To celebrate its centenary, Finland has inaugurated a new national park. Hossa in the Kainuu region – already a favourite among hikers and anglers – takes visitors on a journey back to the Stone Age.
Our rowing boat glides slowly across a small lake. All we can hear are the high-pitched calls of a black-throated loon – there are no sounds of civilisation within earshot, nor the usual maddening buzz of mosquitoes. It’s so serene that we even spot a mother moose and her calf calmly trotting on the opposite shore.
We’re only a hundred kilometres south of the Arctic Circle, so the sun is still bright at 10 pm – the best time of day for fishing. We row slowly around the lake, trolling a couple of tiny wobblers behind our boat.
Suddenly a rod bends. Is it a grayling? Is Hossa finally living up to its reputation as an angler’s paradise?
It’s soon clear that our catch is much larger than a grayling – it’s a northern pike. After many twists and turns, we finally manage to net it. It’s not what we were after, but there’s no reason to complain – a three kilo pike will provide a few hearty meals. On the way back to our rustic cabin we catch two large perch, each weighing more than half a kilogram. After a couple of hours in the smoker, they will make a delicious dinner.
The Hossa Wilderness Area, near the Russian border south of Kuusamo, has been a popular destination for anglers and hikers for decades. The landscape is dotted with incredibly clear lakes, the dry ridges between them covered with pine forest. An extensive trail network connects well-kept lean-to shelters and wilderness huts, where overnight stays are free of charge for all visitors. Even firewood and dry toilets are provided.
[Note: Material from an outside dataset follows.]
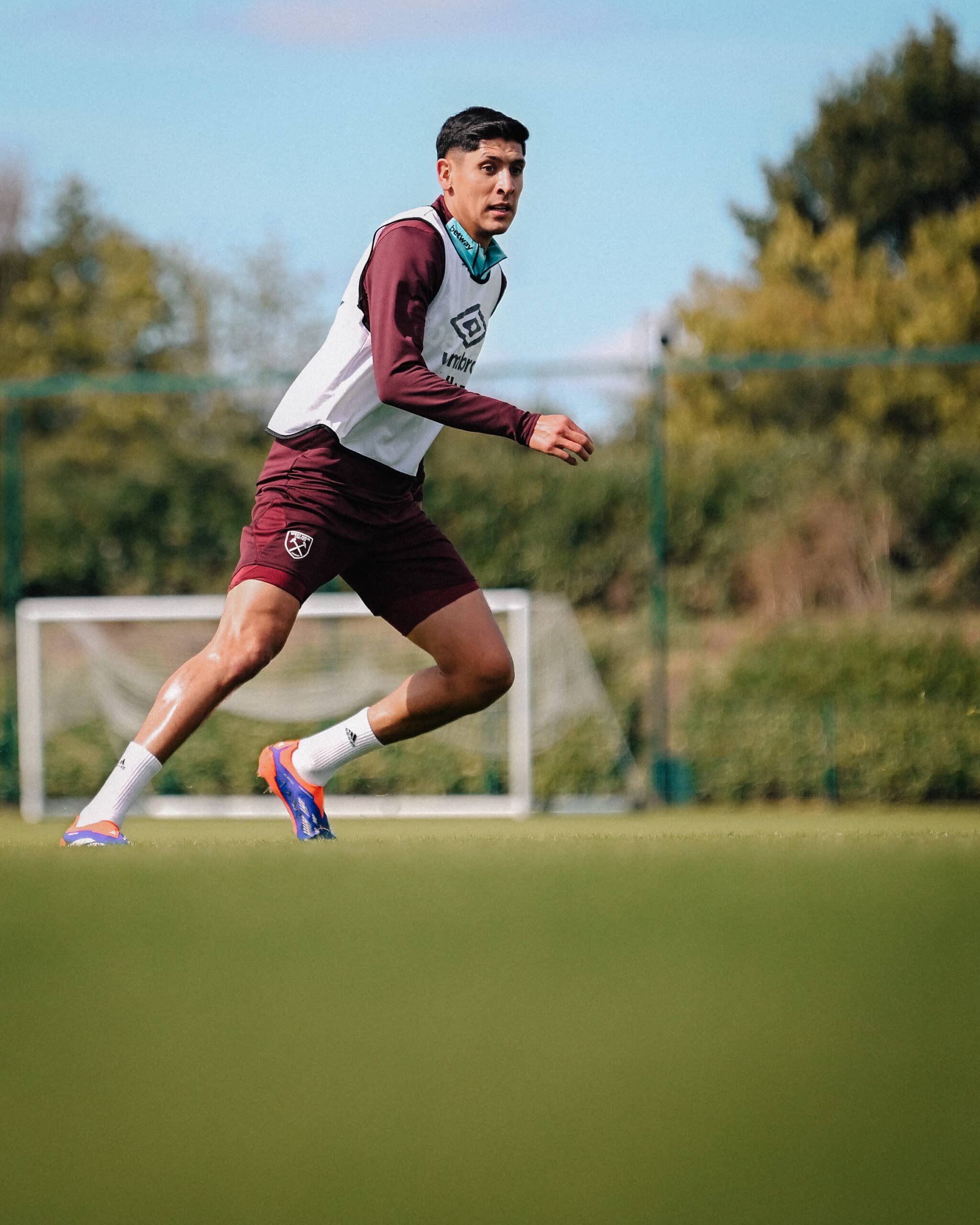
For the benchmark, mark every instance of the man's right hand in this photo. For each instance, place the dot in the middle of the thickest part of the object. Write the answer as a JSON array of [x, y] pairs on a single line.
[[558, 435]]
These existing services weighed in Hossa’s favour when it was nominated as Finland’s 40th national park in 2016. The designation took effect in 2017 in honour of Finland’s centenary of independence.
In addition to trekking and fishing, Hossa has plenty else to offer, including ancient rock paintings, relatively easy canoeing routes (multi-day guided canoe trips are very popular), as well as excellent forest trails for mountain biking.These existing services weighed in Hossa’s favour when it was nominated as Finland’s 40th national park in 2016. The designation took effect in 2017 in honour of Finland’s centenary of independence. In addition to trekking and fishing, Hossa has plenty else to offer, including ancient rock paintings, relatively easy canoeing routes (multi-day guided canoe trips are very popular), as well as excellent forest trails for mountain biking.
Prehistoric art lives
Among the most popular hikes is a day-trip to Värikallio cliff, which follows the footsteps of Finland’s Stone Age settlers. The four-kilometre trail crosses a couple of mosquito-infested swamps, but most of the walk is similar to Hossa’s other hiking trails, with high ridges offering spectacular views over small lakes, and dry pine forests full of ripe, juicy blueberries.
When we reach the cliff, we find a dozen other hikers marvelling at Hossa’s main attraction: one of the largest prehistoric rock paintings in Finland. Rising sharply from the lake, the cliff is covered with images of shamans and moose figures. In ancient times this kind of location symbolised the totality of the universe: the underworld (water), the human world (rock), and the heavens (sky).
Hossa’s national park status has already brought improvements in visitor amenities, one of them being a recently installed viewing platform at Värikallio cliff. Even when packed with hikers, the sturdy steel platform offers plenty of room for viewing the paintings at close range.
The stick figures have faded after thousands of years of exposure to the elements, so we pull out an information leaflet. And behold: with the help of the manual (and a little imagination) we spot a moose, a couple of creatures that might be otters, and a shaman with a swan on his shoulder.
With the day’s cultural quota filled, it’s time to return to our remote rental cabin. We heat up the sauna and begin planning our next fishing session – tonight we’re determined to catch a grayling!
The skinny on Hossa
Hossa is an hour’s drive from Kuusamo airport (85 km to the north). The park makes a good destination for a day-trip from Kuusamo.
Hikers can also take a public bus (Kuusamo–Kajaani) and get off at Peranka village. From there a marked trail takes you to the closest wilderness hut (10 km) and onward to the Visitor Centre (38 km).
Hossa offers superb free services including wilderness huts, lean-to shelters, and camping sites, all equipped with firewood and dry toilets. There are also larger camping grounds with amenities and rental cabins (book well in advance). Hossa Visitor Centre is open from February to October. The Visitor Centre has maps and other information about the area. It also sells fishing licenses and rents rowing boats. There are several tour operators that organise activities such as multi-day canoe trips for groups.